Dr. Carlotta Miles Speaks About Being “Black in America”

Dr Carlotta Miles Dr. Carlotta Miles Speaks About Being Black in America Photo

Dr. Carlotta Miles

“Black in America 2,” a two-night special introducing America to prominent men and women of color, is a continuation of “Black in America” which debuted on CNN in 2008.

Dr. Carlotta Miles, a child and adolescent psychiatrist and psychoanalyst according to Vitals.com, has lived a life of privilege, yet has also struggled with the obstacle of racism.

“We are the invisible people because we don’t match the stereotype.  The stereotype for black Americans is failure, poverty, failure, victimization and mediocrity.,” Miles explains to the reporter, Soledad O’Brien.

For the past 23 years, Dr. Miles has hosted the annual Tuxedo Ball, to fight this generality and celebrate the success of families like hers that have worked hard for their achievements and defied the limitations that stood in their way.  It is a weekend of socializing and networking for prominent black families across the country.

“These people all had graduate degrees at a time when most people didn’t have college degrees,” she said of family portraits in her “family hall of fame” that date back to 1850s.

GET MORE INFORMATION ON DR. CARLOTTA MILES

 Dr. Carlotta Miles Speaks About Being Black in America Photo

Dr. Carlotta Miles (philadelphiacompact.org)

Comments

  1. Ruth T. Vincent says:

    I think Black people are happy when other Blacks achieve, at least I am.

    Too bad this elite group of Blacks would not have welcomed a young Barack Obama even as a Harvard student into this so called group of invisible people, their Tuxedo Ball or its network of achievers, because he neither had the family background or the money required to part of this upidy group!

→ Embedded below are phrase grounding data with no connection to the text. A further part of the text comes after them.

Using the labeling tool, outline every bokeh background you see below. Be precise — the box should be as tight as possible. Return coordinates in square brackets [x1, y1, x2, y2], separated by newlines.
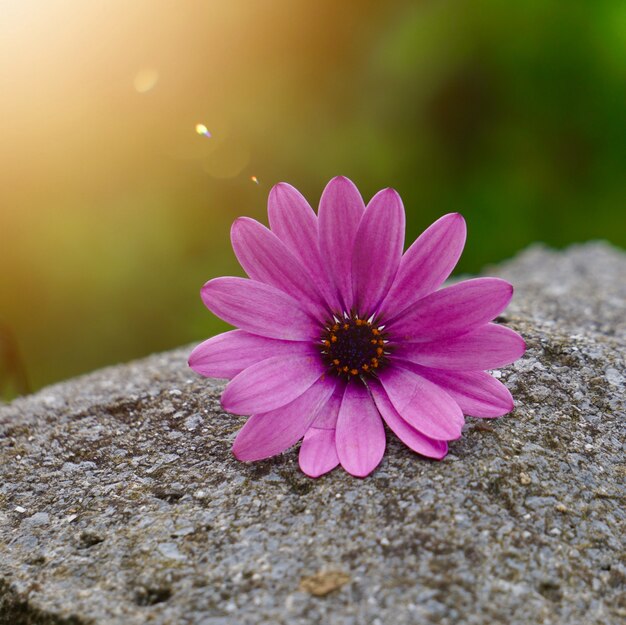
[1, 0, 625, 399]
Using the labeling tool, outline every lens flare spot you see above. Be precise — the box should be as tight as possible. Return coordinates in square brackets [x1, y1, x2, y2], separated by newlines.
[133, 68, 159, 93]
[195, 123, 211, 138]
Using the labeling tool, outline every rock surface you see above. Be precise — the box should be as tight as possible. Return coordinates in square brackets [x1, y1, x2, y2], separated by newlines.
[1, 242, 625, 625]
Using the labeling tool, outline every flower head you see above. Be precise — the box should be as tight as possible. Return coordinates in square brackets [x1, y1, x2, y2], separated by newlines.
[189, 177, 525, 477]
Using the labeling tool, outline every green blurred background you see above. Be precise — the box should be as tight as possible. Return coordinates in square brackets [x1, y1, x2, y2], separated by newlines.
[1, 0, 625, 399]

  2. No one knows where the next success story will come from in Black America.
    Unfortunately events like the Tuxedo Ball are simply the black version of the “whites only” country clubs that so many upwardly mobile blacks longed to belong to. Calling successful blacks invisible because they don’t fit the stereotype underscores both the class and skin color issues that have plagued the black community since before reconstruction. Unfortunately Mr. Obama’s candidacy and ultimate ascension to the Presidency has simply underscored the sad fact that some in the community seek strife rather than unity, elitism rather than community. It is one thing to be proud of your achievements and another to relegate others to the back of the bus because of them.

  3. Fidele Ayissi says:

    I agree….personally I can say that being from Cameroon West African, I would never have know about this side of the world had it not be for Dr. Niles and her beautiful mother they give us (Mom, sister and brother) a chance to come to America and be able to sit at someone’s table and be able to talk about being Black in America and everyday I thank God for them and I will forever appreciate her and her family for giving me that voice.

  4. Dr. Carlotta Miles Speaks About Being “Black in America” « Vitals… http://tinyurl.com/yhfynh2

  5. Kevin M. Crawford says:

    I was insulted to find that wealthy blacks actually need to join together to feel as if they are excepted. They gather to give themselves a sense of whiteness the way this was portrayed on CNN. Why aren’t these same people taking this “Tuxedo Ball” and sharing their experiences with those less privledged? Why do wealthy blacks feel that they have to alienate themselves from the less fortunate to feel accomplished? Do blacks that are lower on the finacial scale deserve less of a chance to progress than those who are financially set. Why is this ball for those that have so much…where are they in life that they themselves aren’t aware of people like them. As a person stated before this is segregation of your own…same as whites did blacks and are doing blacks today. All you are doing is making yourself look whiter in black eyes and a wannabe in the eyes of whites. You can never be white, even with your TUXEDO BALL, and your high salaries. What are you to do when you fall and those same lower-class blacks that you alienate become your boss. Or you have taken a loss and you are no longer available to the TUXEDO BALL….will those attendees have your back or will those that were excluded have to help you? Look in the mirror and see yourself for who you are because you have never seen a UHAUL TRUCK following a HURSE!!! You can’t take it with you!!!

  6. Mymail30308 says:

    I think some are missing the point. Those children are not the black “Paris Hiltons” of the world running around buying Gucci. The parents are trying to show them how to be good people by giving back to the community while showing them that they are not the ONLY kid doing well in school etc. ALL children need to know that there is someone out there just like them. If your parents are on drugs, been in jail or you have been molested, you need a support network of kids who have been through the same thing. Why is it so hard to understand that a black kid attending Harvard, Yale, Princton or MIT needs a support network of people just like him? In my mind, it speaks to the closed mindedness of the have-nots, not the haves.